Este 18 de mayo de 2026, el Departamento de Estado de Estados Unidos confirmó la imposición de nuevas sanciones contra 11 personas y tres entidades vinculadas al régimen cubano, como parte de la estrategia de la administración del presidente Donald Trump para responder a presuntas amenazas a la seguridad nacional, así como a actos de represión y operaciones de inteligencia relacionadas con Cuba.
Las medidas fueron anunciadas bajo la Orden Ejecutiva 14404, firmada el 1 de mayo de 2026, la cual permite sancionar a personas y organismos relacionados con actos de represión en Cuba o que representen riesgos para la política exterior y seguridad de Estados Unidos. De acuerdo con el comunicado oficial, las sanciones incluyen el bloqueo de bienes y activos bajo jurisdicción estadounidense, además de restricciones financieras y comerciales.
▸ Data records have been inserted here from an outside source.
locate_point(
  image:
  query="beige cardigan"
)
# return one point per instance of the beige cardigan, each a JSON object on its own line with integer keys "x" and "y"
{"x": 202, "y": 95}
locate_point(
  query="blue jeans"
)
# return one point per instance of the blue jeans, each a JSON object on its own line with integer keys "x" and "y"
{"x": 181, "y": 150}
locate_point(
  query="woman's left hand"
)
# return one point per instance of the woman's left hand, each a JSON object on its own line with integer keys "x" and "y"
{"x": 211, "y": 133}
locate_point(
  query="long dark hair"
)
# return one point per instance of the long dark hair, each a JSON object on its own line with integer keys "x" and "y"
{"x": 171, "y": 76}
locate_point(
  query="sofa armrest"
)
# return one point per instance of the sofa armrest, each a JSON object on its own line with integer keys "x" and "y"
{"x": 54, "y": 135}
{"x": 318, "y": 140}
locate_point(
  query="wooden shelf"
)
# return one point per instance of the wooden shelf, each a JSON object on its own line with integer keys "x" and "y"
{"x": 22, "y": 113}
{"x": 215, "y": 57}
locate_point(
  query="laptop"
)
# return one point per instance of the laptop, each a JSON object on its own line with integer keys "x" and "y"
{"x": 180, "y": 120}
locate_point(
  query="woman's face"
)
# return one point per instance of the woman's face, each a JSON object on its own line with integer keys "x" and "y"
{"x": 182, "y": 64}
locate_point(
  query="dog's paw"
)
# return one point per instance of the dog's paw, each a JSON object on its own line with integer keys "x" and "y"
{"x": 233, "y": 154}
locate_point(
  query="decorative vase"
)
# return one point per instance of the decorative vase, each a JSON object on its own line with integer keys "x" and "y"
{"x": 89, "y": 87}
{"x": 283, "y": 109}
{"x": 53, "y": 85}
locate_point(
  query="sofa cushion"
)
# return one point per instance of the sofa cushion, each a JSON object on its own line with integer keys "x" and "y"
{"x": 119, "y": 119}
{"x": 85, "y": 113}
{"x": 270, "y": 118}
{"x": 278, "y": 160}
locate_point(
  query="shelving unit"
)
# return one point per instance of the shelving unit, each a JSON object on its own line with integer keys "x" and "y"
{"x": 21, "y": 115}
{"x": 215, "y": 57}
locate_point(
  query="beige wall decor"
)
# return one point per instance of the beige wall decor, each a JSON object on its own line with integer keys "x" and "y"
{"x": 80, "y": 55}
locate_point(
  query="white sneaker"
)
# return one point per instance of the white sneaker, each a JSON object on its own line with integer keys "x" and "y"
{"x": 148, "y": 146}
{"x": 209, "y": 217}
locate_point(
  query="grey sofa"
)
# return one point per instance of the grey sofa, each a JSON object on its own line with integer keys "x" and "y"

Entre las entidades sancionadas se encuentran el Ministerio del Interior de Cuba (MININT), la Policía Nacional Revolucionaria (PNR) y la Dirección de Inteligencia de Cuba (DI), organismos señalados por el gobierno estadounidense de participar en labores de seguridad interna, inteligencia y control de protestas. Washington aseguró que estas instituciones forman parte del aparato gubernamental encargado de la vigilancia y represión en la isla.
Asimismo, fueron incluidos en la lista de sanciones funcionarios de alto nivel del gobierno cubano, entre ellos la ministra de Justicia, Rosabel Gamón Verde; el presidente de la Asamblea Nacional del Poder Popular, Juan Esteban Lazo Hernández; la ministra de Comunicaciones, Mayra Arevich Marín; así como mandos militares y responsables de cuerpos de seguridad e inteligencia del país.
El Departamento de Estado señaló que las acciones forman parte de una campaña integral para “exigir responsabilidades” al gobierno cubano y a quienes brindan apoyo financiero o material al régimen. Además, sostuvo que durante más de seis décadas el sistema político cubano ha priorizado intereses ideológicos y de control político por encima del bienestar de la población.
Como consecuencia de estas sanciones, todas las propiedades e intereses de las personas y entidades designadas que se encuentren en territorio estadounidense o bajo control de ciudadanos estadounidenses quedan bloqueados y deberán ser reportados a la Oficina de Control de Activos Extranjeros (OFAC) del Departamento del Tesoro. También se prohíben transacciones financieras o comerciales con las personas sancionadas, salvo autorización expresa.
El gobierno estadounidense advirtió además que instituciones financieras extranjeras y empresas internacionales podrían enfrentar sanciones secundarias si realizan operaciones con las personas o sectores identificados por la Orden Ejecutiva 14404, especialmente en áreas como energía, defensa, minería, servicios financieros y seguridad.
Finalmente, el Departamento de Estado reiteró que el objetivo de las sanciones no es únicamente castigar, sino generar cambios en las conductas del gobierno cubano y fortalecer la política exterior y de seguridad nacional de Estados Unidos.